How things have changed. In modern agriculture those time-honoured foods on which man filled his belly and met his dietary needs are instead fed to livestock, which is in turn fed to man.

In the March 13 edition of New Scientist, author Colin Tudge writes: “The world’s output of meat increased fivefold in the second half of the 20th century. We now have 22 billion farm animals, including 15 billion chickens and 1,3 billion cattle.”

World food industry to increase 50%
Tudge adds that the world food industry is preparing for a 50 percent increase in capacity in the next two decades. With present trends, the number of livestock globally will have soared to the point that the feed they consume would feed an extra 4 billion humans had it not been used for food production.

Cows don’t only produce meat: they’re efficient generators of methane, producing a quarter of the world’s annual emissions, with direct and detrimental impacts of global warming. It could be said that if you were trapped in a confined space with a cow for any length of time you might lose consciousness.
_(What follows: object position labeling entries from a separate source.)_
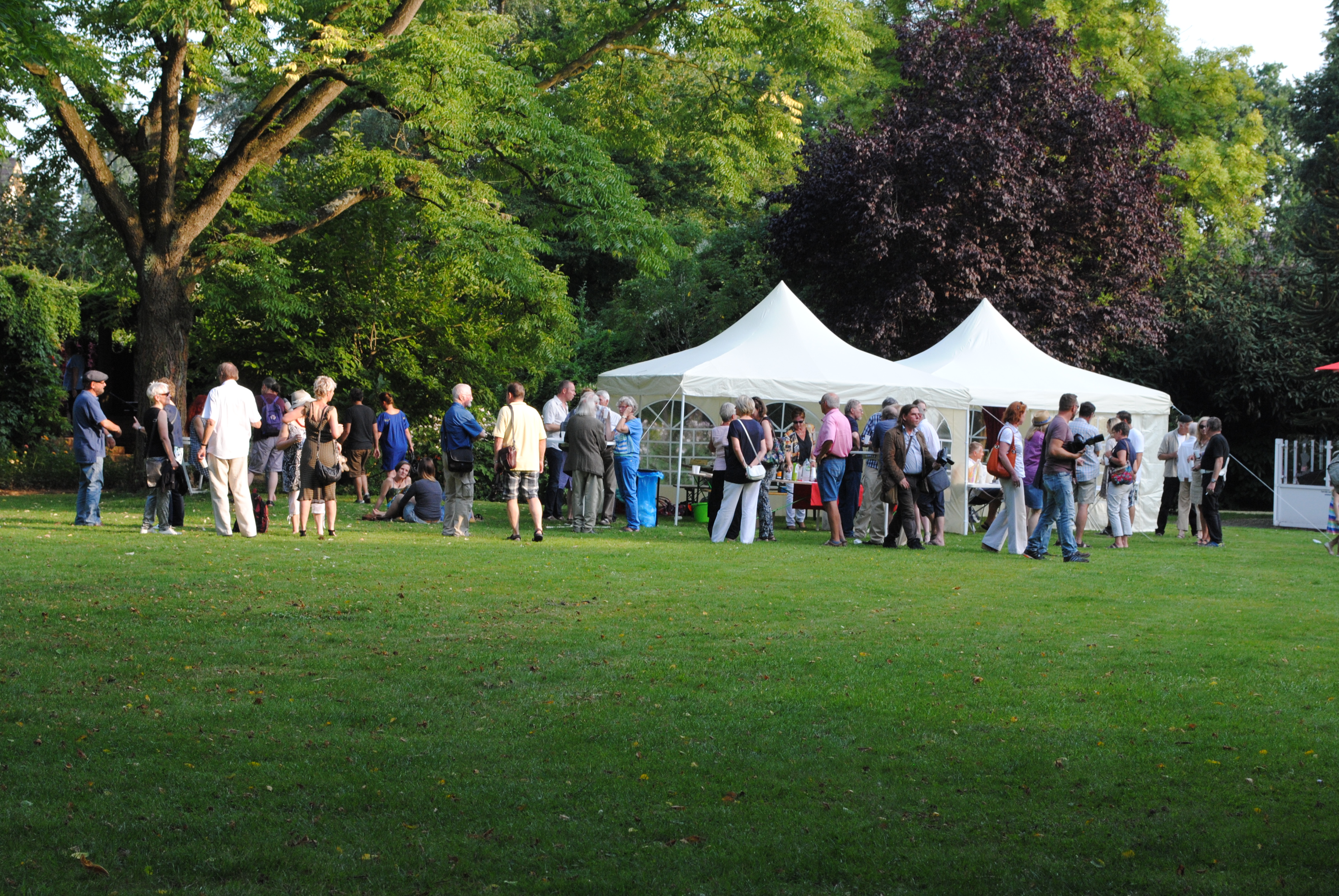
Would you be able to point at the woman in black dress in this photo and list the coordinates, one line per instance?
(323, 429)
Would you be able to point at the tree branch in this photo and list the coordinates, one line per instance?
(110, 121)
(339, 205)
(582, 64)
(86, 153)
(175, 62)
(260, 145)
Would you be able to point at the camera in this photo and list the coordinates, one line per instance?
(1077, 445)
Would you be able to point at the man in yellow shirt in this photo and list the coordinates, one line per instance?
(521, 428)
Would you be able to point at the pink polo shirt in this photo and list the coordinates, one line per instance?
(835, 428)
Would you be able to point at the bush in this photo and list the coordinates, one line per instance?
(50, 464)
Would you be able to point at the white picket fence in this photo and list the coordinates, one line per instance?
(1301, 483)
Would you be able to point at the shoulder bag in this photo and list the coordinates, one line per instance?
(324, 475)
(756, 472)
(1124, 475)
(993, 463)
(505, 461)
(939, 479)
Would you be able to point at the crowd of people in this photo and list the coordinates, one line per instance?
(883, 484)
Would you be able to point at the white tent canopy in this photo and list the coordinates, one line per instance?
(999, 366)
(781, 352)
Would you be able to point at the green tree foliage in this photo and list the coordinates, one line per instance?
(1207, 101)
(1240, 347)
(500, 141)
(37, 314)
(726, 275)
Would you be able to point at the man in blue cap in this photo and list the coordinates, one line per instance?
(92, 428)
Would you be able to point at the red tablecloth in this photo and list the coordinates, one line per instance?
(809, 499)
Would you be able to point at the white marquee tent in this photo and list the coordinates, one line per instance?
(778, 352)
(999, 366)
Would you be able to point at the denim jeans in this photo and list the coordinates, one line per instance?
(89, 504)
(409, 516)
(627, 469)
(1058, 510)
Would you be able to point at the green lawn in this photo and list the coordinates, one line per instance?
(398, 713)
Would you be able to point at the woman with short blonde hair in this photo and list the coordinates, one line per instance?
(1012, 523)
(323, 432)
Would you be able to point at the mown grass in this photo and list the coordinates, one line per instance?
(397, 713)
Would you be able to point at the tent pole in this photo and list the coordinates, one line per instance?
(967, 488)
(678, 469)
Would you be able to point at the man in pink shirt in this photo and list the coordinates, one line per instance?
(835, 444)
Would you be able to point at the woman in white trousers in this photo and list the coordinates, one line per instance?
(1012, 519)
(745, 448)
(737, 493)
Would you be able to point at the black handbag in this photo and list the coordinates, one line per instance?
(460, 460)
(326, 475)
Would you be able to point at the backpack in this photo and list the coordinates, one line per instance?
(261, 512)
(271, 417)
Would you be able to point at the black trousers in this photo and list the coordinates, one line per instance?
(848, 495)
(907, 501)
(611, 484)
(1171, 491)
(718, 488)
(552, 493)
(1212, 520)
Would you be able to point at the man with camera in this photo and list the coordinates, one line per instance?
(1087, 472)
(1056, 476)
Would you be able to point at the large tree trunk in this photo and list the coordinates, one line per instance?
(163, 347)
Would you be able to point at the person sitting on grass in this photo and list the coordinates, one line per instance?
(396, 481)
(422, 501)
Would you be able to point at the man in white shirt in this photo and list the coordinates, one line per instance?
(1187, 520)
(932, 503)
(555, 421)
(1168, 453)
(611, 475)
(230, 417)
(1137, 445)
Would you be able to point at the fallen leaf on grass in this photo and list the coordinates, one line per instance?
(90, 866)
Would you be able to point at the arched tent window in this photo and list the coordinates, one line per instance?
(942, 429)
(661, 437)
(781, 414)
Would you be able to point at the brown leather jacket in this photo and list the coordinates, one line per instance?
(895, 456)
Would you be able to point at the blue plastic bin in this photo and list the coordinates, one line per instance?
(648, 489)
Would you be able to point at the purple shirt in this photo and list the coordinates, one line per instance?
(836, 429)
(1033, 450)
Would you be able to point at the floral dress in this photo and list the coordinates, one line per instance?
(293, 483)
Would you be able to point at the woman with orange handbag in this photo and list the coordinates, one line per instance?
(1006, 463)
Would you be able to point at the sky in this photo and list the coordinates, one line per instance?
(1287, 31)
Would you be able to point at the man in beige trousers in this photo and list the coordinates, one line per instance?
(230, 417)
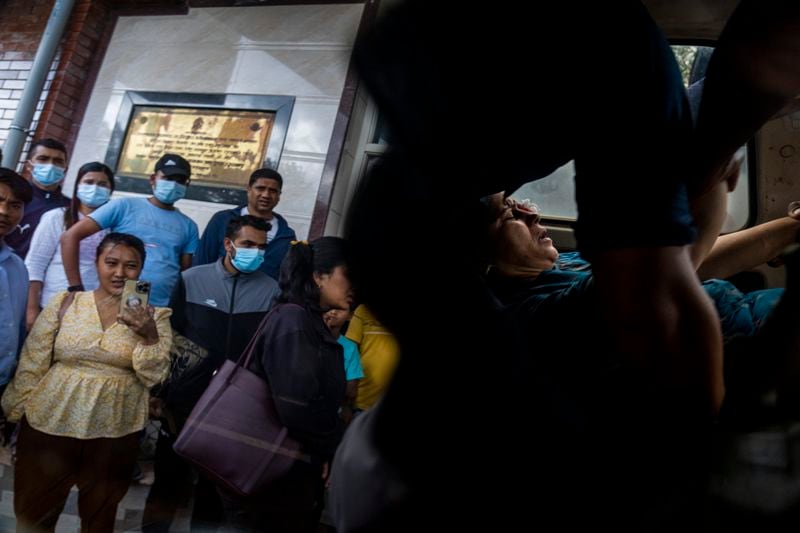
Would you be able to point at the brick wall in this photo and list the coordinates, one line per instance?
(23, 24)
(66, 91)
(82, 47)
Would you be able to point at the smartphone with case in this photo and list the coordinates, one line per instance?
(135, 293)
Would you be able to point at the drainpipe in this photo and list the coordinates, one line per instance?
(59, 17)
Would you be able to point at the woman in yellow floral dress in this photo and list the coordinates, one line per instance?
(81, 395)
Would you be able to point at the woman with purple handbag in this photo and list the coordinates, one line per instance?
(303, 363)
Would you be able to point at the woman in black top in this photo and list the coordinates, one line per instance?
(304, 366)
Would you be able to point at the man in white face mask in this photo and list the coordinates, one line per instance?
(45, 170)
(170, 236)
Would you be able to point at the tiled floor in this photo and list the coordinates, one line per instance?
(129, 512)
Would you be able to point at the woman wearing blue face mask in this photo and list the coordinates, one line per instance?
(93, 187)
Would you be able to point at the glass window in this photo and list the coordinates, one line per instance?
(555, 194)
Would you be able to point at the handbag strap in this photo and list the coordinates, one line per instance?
(65, 303)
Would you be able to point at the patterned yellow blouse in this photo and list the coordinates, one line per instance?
(99, 383)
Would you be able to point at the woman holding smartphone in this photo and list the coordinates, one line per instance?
(81, 394)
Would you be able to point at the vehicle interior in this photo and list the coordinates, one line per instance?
(771, 169)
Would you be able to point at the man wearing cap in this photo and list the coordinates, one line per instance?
(263, 194)
(170, 236)
(45, 170)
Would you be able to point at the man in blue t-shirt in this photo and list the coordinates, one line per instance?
(45, 170)
(170, 236)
Another major environmental impact posed by so many cattle is on water: Tudge says, “It takes 500 litres to produce a kilogram of potatoes, 900 for a kilo of wheat, nearly 2000 for rice or soya, 3500 for a kilo of chicken and a staggering 100 000 litres for a kilo of beef.”

Too much of a good thing?
This is apart from the health risks of eating too much meat. In the Western world, our problem is generally eating too much protein, rather than too little. Too much animal protein can cause your body to excrete calcium through the urine, as well as increasing your risk of kidney disease.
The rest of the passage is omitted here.